Bana kalırsa Adalet Bakanı ve TBMM Başkanı, ilgili komisyon başkanları ile birlikte gazete sahip, sorumlu müdür ve haklarında en çok dava açılan yazarlar ve basın kuruluşu temsilcilerini davet edip, uygulamalar ve gelinen nokta hakkında bilgi alması gerekir..
Bana kalırsa tek başına Vakit bile, durumun vehametini anlamak için yeter de artar bile.. Ali İhsan Karahasanoğlu ve Ali Pacci’yi dinlesinler, kararı kendileri versinler.. Açılan dava iddianameleri, verilen kararlar arasındaki çelişkiler bile durumun vehametini anlamak için kafi gelir diye düşünüyorum..
Yargıtay Başkanı, HSYK Başkanı; davet etsinler, kendilerine anlatalım, eğer yargıda bizim taraftan bakıldığında neler yaşandığını görmek istiyorlarsa tabiî. Barolar Birliği için de durum farklı değil. Mutlaka bir çözümü, yorumu vardır onlar açısından bu işin. Ama görmezden gelinerek bu işlerin çözülmesinin mümkün olmadığı da bir gerçek. Bunu da görmek gerek..
Böyle bir yargı, hukuk düzeni olamaz..
Meclis nasıl yasalar yapıyor, savcı nasıl okuyor, hakim nasıl karar veriyor, Yargıtay ne yapıyor?..
Bu olayın üzerine gitmek gerek. Yargının, toplumu adam etmek için ya da birilerini yola getirmek için birilerinin elinde sopa gibi kullanma mekanizmasına dönüşmesinin önüne geçmek gerek..

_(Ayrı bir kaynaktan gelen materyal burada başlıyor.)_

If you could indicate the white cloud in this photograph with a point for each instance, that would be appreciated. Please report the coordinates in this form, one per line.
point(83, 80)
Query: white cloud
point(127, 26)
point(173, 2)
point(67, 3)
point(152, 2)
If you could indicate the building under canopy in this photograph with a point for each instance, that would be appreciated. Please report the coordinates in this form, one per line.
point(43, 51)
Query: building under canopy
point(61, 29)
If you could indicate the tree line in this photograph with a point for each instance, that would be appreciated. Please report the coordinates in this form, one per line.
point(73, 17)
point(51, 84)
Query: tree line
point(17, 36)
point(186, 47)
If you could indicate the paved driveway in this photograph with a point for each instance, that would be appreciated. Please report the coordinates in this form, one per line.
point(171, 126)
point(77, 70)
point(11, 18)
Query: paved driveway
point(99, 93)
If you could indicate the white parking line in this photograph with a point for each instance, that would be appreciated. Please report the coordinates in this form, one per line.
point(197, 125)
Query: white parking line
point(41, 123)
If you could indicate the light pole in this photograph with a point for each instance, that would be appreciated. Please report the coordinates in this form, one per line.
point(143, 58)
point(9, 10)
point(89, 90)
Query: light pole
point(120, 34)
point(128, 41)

Adamına göre hukuk olmaz..
Sezer’e söylenince suç olan, Gül’e söylenince suç olmuyorsa, Nazlı Ilıcak, HSYK’ya söyleyince suç olan, bir başkası bir başkasına söyleyince suç olmuyorsa, ortada bir yanlışlık var demektir.. Mesela Cumhuriyet gazetesi ya da Kanadoğlu, Başbakan’a söyleyince suç olmayan bir şey, Vakit, bunlara söyleyince suç olabilir mi?
Başbakana “Pezevenk” diyen adam hakkında dava bile; bırakın davayı, idari soruşturma bile açamadılar..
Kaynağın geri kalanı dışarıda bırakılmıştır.